= Thomas Codrington (priest) =

English Roman Catholic theologian

Thomas Codrington	(died 1691?) was an English Roman Catholic theologian. He is chiefly known for his attempt to introduce into England the "Institute of Secular Priests Living in Community", founded in Bavaria by Bartholomaus Holzhauser.

==Life==
Codrington was educated and ordained at Douai, where he taught humanities for a time. Later on he lived with Cardinal Howard at Rome, acting as his chaplain and secretary. He returned to England in July, 1684, and on the accession of James II of England in the following year, he was appointed one of the royal chaplains and preachers in ordinary.

While he was in Rome he had joined the institute above mentioned, in which Cardinal Howard took a great personal interest, and his return to England seemed to the superior, Stephen Hofer, a favourable opportunity for extending the institute. Accordingly Codrington and his companion, John Morgan, were appointed procurators to introduce the institute into England. The object of the society, the constitutions of which had been approved by Pope Innocent XI in 1680, was to encourage community life among the secular clergy. This was to be attained by priests residing together, and doing their work from a common centre, all being subject to the bishop. In this work he received much assistance from Cardinal Howard, who addressed letters both to the secular clergy and to the dean of the chapter, exhorting all English priests to join the institute. Even before leaving Rome he had been active in propagating the institute, and had, with his colleagues, endeavoured not only to introduce it into all the English colleges abroad, but even to make it obligatory on the superiors by a decree.

Some progress was in fact made, but before much could be effected the Glorious Revolution took place, and in 1688 James II fled from England. Codrington followed his patron abroad to Saint-Germain, where he continued to act as chaplain until his death, which took place about 1691.
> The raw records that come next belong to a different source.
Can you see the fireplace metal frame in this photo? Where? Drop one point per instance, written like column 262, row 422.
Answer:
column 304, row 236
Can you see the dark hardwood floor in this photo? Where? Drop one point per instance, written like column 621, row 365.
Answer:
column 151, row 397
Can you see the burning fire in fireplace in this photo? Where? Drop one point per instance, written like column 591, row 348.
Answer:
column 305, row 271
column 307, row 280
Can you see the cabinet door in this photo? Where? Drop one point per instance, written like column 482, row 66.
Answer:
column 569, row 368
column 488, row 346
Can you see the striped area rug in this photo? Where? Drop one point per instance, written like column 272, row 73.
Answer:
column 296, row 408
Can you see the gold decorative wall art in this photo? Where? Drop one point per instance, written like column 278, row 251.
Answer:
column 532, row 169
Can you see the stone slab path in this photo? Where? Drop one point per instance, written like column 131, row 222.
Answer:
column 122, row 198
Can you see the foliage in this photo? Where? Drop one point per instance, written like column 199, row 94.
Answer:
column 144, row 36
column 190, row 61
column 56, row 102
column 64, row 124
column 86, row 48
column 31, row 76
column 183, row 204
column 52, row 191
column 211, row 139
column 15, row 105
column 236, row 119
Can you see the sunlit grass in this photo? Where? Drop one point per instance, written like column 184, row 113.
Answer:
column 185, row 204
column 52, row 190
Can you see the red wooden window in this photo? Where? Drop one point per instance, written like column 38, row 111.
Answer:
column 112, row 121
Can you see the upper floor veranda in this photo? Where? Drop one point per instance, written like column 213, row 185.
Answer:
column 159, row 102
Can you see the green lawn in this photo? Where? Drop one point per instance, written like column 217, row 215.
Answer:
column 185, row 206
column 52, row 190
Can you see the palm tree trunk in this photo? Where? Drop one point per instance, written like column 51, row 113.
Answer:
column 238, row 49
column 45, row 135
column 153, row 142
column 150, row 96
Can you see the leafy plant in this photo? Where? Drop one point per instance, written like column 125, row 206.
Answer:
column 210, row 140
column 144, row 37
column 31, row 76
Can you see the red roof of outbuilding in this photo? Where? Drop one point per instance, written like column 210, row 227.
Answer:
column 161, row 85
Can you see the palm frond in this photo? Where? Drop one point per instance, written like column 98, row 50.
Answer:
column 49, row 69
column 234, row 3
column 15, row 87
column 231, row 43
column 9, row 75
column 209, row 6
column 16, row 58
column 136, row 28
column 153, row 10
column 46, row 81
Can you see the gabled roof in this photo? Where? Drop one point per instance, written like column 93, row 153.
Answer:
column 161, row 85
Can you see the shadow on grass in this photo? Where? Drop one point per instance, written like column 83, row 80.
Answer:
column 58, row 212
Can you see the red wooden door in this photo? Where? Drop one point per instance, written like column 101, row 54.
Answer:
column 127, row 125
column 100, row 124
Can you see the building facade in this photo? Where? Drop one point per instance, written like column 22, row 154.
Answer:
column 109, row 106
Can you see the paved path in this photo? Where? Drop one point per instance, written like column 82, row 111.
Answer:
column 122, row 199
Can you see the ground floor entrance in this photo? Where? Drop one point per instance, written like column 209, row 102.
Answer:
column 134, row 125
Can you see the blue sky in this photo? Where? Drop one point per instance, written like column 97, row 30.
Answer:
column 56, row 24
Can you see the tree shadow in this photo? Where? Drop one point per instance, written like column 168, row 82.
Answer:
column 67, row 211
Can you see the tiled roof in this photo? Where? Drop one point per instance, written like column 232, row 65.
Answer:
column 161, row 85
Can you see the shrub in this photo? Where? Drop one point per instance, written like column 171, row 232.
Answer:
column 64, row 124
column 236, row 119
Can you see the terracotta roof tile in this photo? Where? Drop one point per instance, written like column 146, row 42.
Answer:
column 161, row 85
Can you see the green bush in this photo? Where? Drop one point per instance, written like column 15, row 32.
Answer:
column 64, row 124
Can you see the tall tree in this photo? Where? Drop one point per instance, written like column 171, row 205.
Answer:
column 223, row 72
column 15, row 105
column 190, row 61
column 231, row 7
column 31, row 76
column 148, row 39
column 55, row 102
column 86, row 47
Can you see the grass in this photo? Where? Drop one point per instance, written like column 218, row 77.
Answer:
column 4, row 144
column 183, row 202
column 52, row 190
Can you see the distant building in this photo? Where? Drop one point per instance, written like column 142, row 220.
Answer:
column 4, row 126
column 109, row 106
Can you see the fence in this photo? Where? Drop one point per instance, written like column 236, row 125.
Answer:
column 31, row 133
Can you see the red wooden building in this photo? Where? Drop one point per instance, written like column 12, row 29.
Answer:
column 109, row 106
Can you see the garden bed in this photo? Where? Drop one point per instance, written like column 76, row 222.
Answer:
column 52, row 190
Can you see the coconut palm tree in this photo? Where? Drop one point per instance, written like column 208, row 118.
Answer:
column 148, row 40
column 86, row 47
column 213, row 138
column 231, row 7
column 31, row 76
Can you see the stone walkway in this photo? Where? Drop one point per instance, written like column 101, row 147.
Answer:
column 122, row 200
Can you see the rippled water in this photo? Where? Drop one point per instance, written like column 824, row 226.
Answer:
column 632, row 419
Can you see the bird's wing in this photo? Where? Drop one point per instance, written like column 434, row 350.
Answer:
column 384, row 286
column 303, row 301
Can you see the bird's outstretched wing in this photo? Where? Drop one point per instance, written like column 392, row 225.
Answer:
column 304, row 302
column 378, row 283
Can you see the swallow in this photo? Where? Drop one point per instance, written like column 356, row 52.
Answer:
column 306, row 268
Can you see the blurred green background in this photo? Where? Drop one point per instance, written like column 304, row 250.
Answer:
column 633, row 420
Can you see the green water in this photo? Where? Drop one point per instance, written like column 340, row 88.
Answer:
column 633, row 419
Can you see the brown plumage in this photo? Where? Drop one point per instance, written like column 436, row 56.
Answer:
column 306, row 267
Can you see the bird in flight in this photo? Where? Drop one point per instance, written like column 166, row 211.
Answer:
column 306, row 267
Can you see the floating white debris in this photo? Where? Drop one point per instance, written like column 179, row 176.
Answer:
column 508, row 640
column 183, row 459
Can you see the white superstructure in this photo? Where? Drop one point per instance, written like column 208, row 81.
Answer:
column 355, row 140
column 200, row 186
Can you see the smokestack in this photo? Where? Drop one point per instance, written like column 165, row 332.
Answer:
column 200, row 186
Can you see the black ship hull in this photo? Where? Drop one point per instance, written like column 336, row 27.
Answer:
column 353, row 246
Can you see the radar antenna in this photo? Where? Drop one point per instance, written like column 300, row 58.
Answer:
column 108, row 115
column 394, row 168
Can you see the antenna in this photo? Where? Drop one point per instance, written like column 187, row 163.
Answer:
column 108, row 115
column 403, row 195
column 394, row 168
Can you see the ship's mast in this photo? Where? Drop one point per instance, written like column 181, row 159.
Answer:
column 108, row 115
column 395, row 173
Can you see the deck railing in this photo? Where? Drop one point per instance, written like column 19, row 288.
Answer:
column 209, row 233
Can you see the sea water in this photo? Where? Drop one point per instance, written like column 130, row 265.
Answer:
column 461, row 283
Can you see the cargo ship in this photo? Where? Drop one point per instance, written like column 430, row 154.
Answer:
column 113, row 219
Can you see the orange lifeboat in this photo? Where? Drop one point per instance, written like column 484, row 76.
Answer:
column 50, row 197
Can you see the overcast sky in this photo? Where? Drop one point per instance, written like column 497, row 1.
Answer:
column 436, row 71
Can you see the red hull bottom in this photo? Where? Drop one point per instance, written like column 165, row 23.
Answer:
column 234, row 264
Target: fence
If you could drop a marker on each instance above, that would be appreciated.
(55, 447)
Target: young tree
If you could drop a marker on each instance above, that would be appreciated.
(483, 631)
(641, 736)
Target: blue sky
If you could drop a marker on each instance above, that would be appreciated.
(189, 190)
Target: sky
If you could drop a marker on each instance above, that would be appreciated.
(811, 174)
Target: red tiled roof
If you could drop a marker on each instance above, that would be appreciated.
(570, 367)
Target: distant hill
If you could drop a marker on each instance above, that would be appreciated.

For some years efforts were made to spread the institute in England, and in 1697 special constitutions, designed to meet the peculiar circumstances of English priests, were published with a preface, which shows that several of the leading missionaries had joined it. The Old Chapter, however, were unrelenting, on the ground that it was unsuitable in England and would lead to dissentions among the clergy, and ultimately Bishop Bonaventure Giffard suppressed it.

==Works==
- A Sermon preach'd before their Majesties, in St. James's, on Advent Sunday, November 28, 1686.
- A Sermon preach'd before the Queen-Dowager, in her Majesty's Chapel at Somerset-house, on Quinquagesima Sunday, February 6, 1686-7. Being also the anniversary-day of his late Majesty, King Charles the II, of blessed memory, London, 1687.

Both sermons were reprinted in A Select Collection of Catholick Sermons, vol. i. London, 1741.